Salt crunched beneath Morwyn’s fingers as she grasped the top of the rocky tower. Brackish mist rose from the ever-pounding waves upon the sea stack, wetting her lips yet parching them, obscuring the waters beneath so this spire and the others nearby breached the fog like rotten teeth.
The crown was a haphazard tangle of wood and bone, home of the creature she sought. Crawling on her belly through ancient stonelike twigs and clawing branches, Morwyn slithered her way through to the centre, a great bowl, in search of the Rocbird.
This was the final nest, surrounding spires topped only with bleached bones older than her most sacred of songs, those her mother’s line had kept as they fled grasslands with giant beasts and deadly flies.
One of those sang of a cureall: scales of a Rocbird taken in conflict; ground with a mother’s blood given willingly; simmered beneath the pure notes of a child’s song. Boiled in broth it would cool fever and banish red boils. Boils her daughter and half the village wore.
Dense twigs caught her dark hair, elkskin jerkin, and the haft of her axe; its flaked edge planing the dead wood of the inner nest as she inched her way through. Her hands found empty air and Morwyn heaved through the dense wall into the open sky. The creature was not here, but three great smooth stones, laced with quartz, sat upon a bed of fetid loam.
She dug into this rotting carpet, grease and ichor smeared her arms as she quested with cold numb fingers for the verdant green scales of the creature. She found none.
A piercing mewling cry cut over the reverberating waves, and Morwyn saw a shape like a spear cut through the root of a spreading cloud. The nest was open and the floor dense, so she dove into the rotting mulch, wrapping it around her like a warm pelt fresh from its first wash. Its clawing, clogging, stench filled her nose and ears as she wriggled beneath the surface, keeping a small opening in the rot to spy the outside.
The great worm plummeted into the nest, slowing itself with a single mighty beat of its scaled wings, as wide as the boughs of an oak tree. It circled, feathered crimson eyes scanning, forked tongue darting; sniffing at the small hole Morwyn had torn in the floor as she entered. Then it curled its spined hulk around the giant stones, settling not a hand span from where she hid.
A wall of life saving scales sat within reach, Morwyn quietly dug into her skreppa for a flintknife, wrapped and glued with sinew by her daughter. She carefully reached out to scrape.
The Rocbird exploded into movement, unwinding, spines flinging twigs, dirt, and Morwyn around the great bowl. It quickly moved to put itself between her and the false clutch; then charged.
She tried to dive to the side but was slick with filth and fell awkwardly. Great talons cut into her body as she was caught and lifted into the air by the beating of wings. The spire with its tangled crown fell away, and they quickly reached the realm of clouds and stars, the swelling ocean far beneath them.

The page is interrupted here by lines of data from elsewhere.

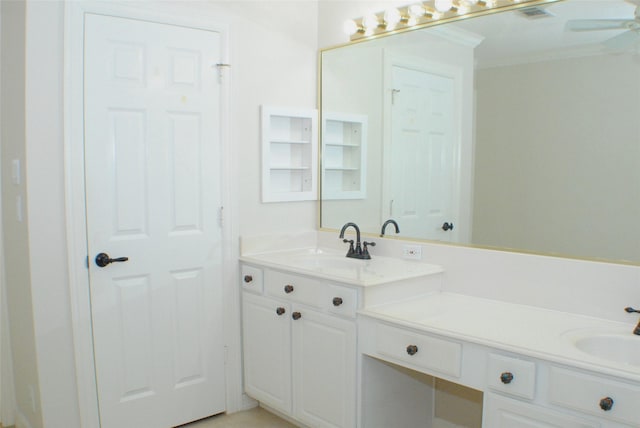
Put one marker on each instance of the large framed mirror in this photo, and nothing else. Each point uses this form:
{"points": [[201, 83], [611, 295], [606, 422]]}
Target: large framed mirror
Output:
{"points": [[517, 130]]}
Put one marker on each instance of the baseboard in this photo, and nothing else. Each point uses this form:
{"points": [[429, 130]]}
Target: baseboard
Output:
{"points": [[247, 403]]}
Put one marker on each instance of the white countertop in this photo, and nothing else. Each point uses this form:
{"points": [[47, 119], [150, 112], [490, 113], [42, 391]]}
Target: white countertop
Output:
{"points": [[333, 265], [526, 330]]}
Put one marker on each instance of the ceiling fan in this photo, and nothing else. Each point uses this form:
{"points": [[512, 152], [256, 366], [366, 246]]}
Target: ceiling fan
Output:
{"points": [[629, 37]]}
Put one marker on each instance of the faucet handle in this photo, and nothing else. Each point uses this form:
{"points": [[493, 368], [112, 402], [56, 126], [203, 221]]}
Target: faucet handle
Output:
{"points": [[351, 249], [365, 250]]}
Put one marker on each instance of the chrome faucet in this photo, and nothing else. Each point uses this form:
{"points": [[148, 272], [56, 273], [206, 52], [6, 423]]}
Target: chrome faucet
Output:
{"points": [[631, 310], [386, 223], [360, 251]]}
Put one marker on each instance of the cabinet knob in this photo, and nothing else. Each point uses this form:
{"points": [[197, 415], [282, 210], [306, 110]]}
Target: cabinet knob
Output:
{"points": [[506, 377], [606, 404], [412, 349]]}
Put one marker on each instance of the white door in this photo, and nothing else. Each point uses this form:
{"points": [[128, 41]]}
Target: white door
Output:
{"points": [[422, 154], [153, 196]]}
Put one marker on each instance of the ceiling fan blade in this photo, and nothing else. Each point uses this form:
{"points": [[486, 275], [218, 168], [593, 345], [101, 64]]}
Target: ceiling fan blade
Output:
{"points": [[623, 41], [597, 24]]}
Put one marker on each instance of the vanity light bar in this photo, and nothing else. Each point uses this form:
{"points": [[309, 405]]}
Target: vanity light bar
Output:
{"points": [[431, 12]]}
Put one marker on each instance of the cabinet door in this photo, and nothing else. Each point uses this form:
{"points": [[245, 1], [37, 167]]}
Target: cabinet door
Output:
{"points": [[324, 370], [267, 350], [502, 412]]}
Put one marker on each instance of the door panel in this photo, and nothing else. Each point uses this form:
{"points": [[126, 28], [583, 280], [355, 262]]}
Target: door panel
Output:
{"points": [[423, 148], [153, 193]]}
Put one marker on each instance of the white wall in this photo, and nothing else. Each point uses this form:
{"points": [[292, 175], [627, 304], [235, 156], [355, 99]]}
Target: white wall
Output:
{"points": [[16, 233], [570, 149]]}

It would drop her, follow her screams, and feast upon the bloody pulp she would leave in the foam. Pulling her axe from the loop at her waist she drove the edge into the long scaly belly of the beast. She drove it hard and deep, to cling to its body like a leech, to hang and stick too close for its limbs to reach her.

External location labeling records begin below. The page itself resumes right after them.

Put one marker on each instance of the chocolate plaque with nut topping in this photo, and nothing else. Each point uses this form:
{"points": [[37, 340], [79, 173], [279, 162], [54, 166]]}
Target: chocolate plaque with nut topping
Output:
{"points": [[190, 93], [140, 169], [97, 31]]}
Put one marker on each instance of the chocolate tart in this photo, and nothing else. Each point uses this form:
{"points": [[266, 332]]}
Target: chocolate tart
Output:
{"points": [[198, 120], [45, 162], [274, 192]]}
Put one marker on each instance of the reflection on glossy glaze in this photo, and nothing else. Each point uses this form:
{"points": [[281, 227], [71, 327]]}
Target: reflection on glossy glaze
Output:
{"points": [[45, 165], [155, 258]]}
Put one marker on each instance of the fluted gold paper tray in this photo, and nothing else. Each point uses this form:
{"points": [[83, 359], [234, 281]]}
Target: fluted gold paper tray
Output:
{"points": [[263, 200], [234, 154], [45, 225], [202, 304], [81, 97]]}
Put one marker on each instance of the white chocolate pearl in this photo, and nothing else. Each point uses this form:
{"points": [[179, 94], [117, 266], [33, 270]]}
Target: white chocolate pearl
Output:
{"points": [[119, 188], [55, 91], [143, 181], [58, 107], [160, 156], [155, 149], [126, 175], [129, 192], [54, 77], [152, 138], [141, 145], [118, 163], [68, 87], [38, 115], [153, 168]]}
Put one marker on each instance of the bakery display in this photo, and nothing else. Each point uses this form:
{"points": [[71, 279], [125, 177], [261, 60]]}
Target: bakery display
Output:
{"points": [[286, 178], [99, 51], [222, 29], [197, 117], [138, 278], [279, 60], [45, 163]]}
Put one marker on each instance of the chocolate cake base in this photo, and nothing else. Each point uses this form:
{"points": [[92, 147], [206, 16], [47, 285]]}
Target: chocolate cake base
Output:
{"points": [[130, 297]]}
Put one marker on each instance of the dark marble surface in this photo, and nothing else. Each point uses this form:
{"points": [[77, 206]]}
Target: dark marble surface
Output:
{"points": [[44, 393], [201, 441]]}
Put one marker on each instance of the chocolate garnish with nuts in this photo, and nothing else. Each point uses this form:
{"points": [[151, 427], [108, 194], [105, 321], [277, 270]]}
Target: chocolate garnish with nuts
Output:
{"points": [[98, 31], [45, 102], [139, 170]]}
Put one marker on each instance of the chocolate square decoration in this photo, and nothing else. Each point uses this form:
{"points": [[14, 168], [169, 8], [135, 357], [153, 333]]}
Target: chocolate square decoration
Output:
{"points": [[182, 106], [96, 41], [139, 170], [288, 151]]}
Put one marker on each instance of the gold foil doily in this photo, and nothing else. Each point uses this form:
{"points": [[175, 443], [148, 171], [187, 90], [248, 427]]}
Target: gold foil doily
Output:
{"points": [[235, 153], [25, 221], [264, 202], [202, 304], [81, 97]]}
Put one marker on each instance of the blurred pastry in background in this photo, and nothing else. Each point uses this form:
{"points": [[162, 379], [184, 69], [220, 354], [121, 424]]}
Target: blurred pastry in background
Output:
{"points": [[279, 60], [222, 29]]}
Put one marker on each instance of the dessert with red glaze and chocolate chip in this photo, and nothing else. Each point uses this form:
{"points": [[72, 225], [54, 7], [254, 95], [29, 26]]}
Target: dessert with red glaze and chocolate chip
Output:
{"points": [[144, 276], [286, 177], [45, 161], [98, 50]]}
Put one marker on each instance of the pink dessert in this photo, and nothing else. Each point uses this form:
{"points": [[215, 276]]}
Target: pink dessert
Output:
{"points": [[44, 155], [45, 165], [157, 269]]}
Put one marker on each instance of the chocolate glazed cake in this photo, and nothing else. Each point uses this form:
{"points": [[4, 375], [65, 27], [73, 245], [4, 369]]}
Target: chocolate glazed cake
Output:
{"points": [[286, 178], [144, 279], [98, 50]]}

With a stone grip she clung to her axe, free hand still holding the flintknife which had awoken this raging beast. She stabbed, cut, and sawed at the shimmering flank of scales before her, flensed them away, exposed the deep red flesh beneath.

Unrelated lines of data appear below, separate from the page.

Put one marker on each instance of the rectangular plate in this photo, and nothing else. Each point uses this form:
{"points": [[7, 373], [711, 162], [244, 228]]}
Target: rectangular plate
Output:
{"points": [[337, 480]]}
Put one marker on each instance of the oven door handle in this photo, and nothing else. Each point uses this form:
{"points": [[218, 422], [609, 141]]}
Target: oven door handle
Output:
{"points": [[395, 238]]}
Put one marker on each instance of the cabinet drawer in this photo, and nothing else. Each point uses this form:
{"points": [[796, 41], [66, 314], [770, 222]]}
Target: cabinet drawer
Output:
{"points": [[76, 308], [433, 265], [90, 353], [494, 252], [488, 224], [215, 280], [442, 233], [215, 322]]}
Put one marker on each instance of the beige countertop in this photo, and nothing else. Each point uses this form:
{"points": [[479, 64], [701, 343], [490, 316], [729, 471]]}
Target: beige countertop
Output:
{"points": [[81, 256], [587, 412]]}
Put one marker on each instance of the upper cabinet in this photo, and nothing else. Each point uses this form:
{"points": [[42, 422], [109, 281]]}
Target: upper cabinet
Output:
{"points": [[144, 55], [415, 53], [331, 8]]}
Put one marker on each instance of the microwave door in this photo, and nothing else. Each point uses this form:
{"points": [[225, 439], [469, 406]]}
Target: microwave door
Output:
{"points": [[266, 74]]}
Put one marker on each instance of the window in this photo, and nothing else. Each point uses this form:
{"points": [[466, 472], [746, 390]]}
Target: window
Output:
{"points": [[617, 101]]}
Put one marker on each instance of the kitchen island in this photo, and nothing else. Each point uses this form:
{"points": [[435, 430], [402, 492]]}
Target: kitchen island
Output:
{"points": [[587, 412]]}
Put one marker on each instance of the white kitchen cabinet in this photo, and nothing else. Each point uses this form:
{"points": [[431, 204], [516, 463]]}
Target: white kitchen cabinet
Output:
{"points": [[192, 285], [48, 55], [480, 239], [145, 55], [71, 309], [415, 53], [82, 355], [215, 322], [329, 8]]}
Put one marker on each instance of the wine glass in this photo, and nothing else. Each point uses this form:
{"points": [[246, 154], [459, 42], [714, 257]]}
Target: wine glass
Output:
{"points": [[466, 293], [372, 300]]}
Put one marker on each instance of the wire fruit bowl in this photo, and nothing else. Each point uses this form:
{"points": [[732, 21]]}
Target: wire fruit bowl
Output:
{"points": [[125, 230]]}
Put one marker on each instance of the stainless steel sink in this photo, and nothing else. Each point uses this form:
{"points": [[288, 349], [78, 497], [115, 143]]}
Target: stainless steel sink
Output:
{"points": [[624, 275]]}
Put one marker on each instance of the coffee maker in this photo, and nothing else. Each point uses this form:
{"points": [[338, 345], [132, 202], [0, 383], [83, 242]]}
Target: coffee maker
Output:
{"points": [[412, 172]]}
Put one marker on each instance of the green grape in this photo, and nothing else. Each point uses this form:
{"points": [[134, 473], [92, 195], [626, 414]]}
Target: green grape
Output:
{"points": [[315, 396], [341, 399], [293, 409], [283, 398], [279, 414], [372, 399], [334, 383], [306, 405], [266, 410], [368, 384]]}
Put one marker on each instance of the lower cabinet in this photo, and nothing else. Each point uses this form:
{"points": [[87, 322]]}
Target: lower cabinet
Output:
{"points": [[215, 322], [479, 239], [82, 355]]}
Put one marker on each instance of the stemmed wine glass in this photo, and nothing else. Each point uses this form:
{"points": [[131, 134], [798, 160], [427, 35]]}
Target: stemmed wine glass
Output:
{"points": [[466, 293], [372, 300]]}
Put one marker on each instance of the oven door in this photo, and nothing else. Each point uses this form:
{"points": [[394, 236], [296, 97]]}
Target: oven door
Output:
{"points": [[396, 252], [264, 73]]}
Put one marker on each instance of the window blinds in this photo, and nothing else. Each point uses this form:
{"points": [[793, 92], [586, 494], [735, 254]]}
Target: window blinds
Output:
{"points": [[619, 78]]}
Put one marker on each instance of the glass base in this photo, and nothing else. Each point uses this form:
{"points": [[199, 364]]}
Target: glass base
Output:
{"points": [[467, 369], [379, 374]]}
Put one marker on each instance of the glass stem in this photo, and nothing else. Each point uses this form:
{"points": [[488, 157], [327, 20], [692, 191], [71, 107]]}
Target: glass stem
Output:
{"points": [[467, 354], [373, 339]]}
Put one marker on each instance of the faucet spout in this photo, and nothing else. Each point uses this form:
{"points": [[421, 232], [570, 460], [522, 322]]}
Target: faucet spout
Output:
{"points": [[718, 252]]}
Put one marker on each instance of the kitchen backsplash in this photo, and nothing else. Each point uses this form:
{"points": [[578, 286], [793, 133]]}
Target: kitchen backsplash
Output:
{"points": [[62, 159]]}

It screamed and roared with every stroke of her blade, tumbling, flipping, and spinning; each attempt to dislodge foiled as every cut gave Morwyn new purchase, such that her legs now tucked safely beneath the slimy skin of the creature, cushioned by the innards she butchered and discarded to the sky.
She broke a great white tendon in the charnel cave she had carved, and it whipped her face, turning her world red and dark, as a deep cut bled from a ruined eye. The wing above collapsed, folded in on itself, and the pair plummeted to the ocean; a duet of screams and fury. Morwyn did not close her eye, yet the force of the Rocbird breaking upon the water extinguished her mind until she woke within a dark and choking struggle beneath the waves. She wormed out from the corpse and kicked to a surface of air and seaborne rage.
Only after the cutting stones of a beach welcomed her to land, after scaling the steep cliffs to the sharp bracken did she relax the grip of her hand to see with her remaining eye the iridescent scales of her salvation.